Here’s a practical, do-first addition: simple templates, small automation steps, and a testing loop so you actually measure improvement quickly.
What you’ll need
- Source policy files (PDF/Word). Break long docs into sections.
- Audience personas (role, example tasks).
- Access to an LLM or enterprise AI with document handling.
- Output templates (Guide card, Checklist, FAQ, SME flags).
- One SME and two pilot users for quick validation.
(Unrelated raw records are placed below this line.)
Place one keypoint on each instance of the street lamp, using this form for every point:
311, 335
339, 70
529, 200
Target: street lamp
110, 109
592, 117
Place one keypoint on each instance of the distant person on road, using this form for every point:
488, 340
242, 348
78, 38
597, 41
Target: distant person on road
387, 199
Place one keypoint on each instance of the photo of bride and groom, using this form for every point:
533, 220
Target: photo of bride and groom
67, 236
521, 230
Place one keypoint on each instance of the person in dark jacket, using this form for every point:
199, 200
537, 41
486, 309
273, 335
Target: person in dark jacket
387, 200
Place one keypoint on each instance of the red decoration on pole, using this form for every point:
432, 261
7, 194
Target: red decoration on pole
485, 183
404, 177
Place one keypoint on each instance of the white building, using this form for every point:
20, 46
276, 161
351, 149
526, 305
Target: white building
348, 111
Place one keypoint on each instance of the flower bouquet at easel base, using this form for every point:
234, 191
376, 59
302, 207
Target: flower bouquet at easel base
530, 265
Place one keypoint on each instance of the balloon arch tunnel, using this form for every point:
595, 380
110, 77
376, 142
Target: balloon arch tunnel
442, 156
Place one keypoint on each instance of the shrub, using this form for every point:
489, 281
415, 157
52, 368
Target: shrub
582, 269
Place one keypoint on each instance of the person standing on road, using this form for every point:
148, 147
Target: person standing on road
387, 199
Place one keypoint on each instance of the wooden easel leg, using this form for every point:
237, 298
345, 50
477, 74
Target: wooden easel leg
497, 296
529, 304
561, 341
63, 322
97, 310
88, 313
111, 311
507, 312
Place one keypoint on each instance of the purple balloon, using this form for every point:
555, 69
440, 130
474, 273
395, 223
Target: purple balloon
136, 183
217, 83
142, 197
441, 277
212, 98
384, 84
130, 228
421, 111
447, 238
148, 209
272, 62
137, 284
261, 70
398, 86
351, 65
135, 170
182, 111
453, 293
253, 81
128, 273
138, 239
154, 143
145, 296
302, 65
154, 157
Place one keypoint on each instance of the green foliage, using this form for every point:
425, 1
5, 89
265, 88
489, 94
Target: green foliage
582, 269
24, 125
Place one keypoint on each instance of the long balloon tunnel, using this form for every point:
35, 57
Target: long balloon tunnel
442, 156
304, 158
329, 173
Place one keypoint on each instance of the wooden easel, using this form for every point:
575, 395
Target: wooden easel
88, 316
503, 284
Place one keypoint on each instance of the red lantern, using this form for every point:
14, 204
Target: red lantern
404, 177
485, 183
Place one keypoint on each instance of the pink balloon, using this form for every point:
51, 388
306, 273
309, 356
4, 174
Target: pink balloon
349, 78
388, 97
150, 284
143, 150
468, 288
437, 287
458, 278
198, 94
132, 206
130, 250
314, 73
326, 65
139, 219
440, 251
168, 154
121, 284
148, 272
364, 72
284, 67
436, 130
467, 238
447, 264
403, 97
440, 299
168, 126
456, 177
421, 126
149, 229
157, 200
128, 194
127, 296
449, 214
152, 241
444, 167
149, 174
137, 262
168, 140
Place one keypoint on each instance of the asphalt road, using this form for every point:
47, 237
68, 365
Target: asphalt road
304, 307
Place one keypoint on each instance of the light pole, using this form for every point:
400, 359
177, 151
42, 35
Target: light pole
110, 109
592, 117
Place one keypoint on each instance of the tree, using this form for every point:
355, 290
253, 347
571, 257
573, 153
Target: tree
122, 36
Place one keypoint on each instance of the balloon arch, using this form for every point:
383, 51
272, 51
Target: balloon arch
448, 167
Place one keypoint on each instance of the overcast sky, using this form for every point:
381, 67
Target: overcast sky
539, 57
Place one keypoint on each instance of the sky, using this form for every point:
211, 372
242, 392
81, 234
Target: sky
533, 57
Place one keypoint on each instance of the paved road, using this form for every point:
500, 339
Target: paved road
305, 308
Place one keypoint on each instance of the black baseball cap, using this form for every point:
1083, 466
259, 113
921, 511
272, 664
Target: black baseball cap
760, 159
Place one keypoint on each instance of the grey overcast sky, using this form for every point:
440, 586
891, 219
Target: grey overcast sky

Step-by-step — run this workflow
- Ingest: Split the policy into 500–1,000 word chunks. Feed each chunk to the LLM with a request to extract obligations, deadlines, exceptions, and required evidence.
- Map: For each obligation, create a table mapping obligation → role → exact action → frequency.
- Draft: Use the template to create a 1-minute checklist, two examples (right/wrong), and a short FAQ.
- Flag: Automate flags for legal nuance (words like “must”, “shall”, “unless”) and send those snippets to SME only.
- Pilot: Give the guide to 2 users to follow while you time task and collect questions.
- Publish & Monitor: Add version, review date, and track time-to-task, support tickets, and comprehension quiz score.
Practical example
Policy line: “Employees must encrypt customer data before storage.”
- Guide: Purpose — Protect customer data. Checklist — 1) Open secure storage tool; 2) Use Encrypt button; 3) Confirm file shows lock icon; 4) Upload to approved location. Example correct: file saved with lock icon. Incorrect: file uploaded without encrypting.
Common mistakes & fixes
- Overly technical drafts — fix: enforce 3-step checklist and a plain-English readability check with a pilot user.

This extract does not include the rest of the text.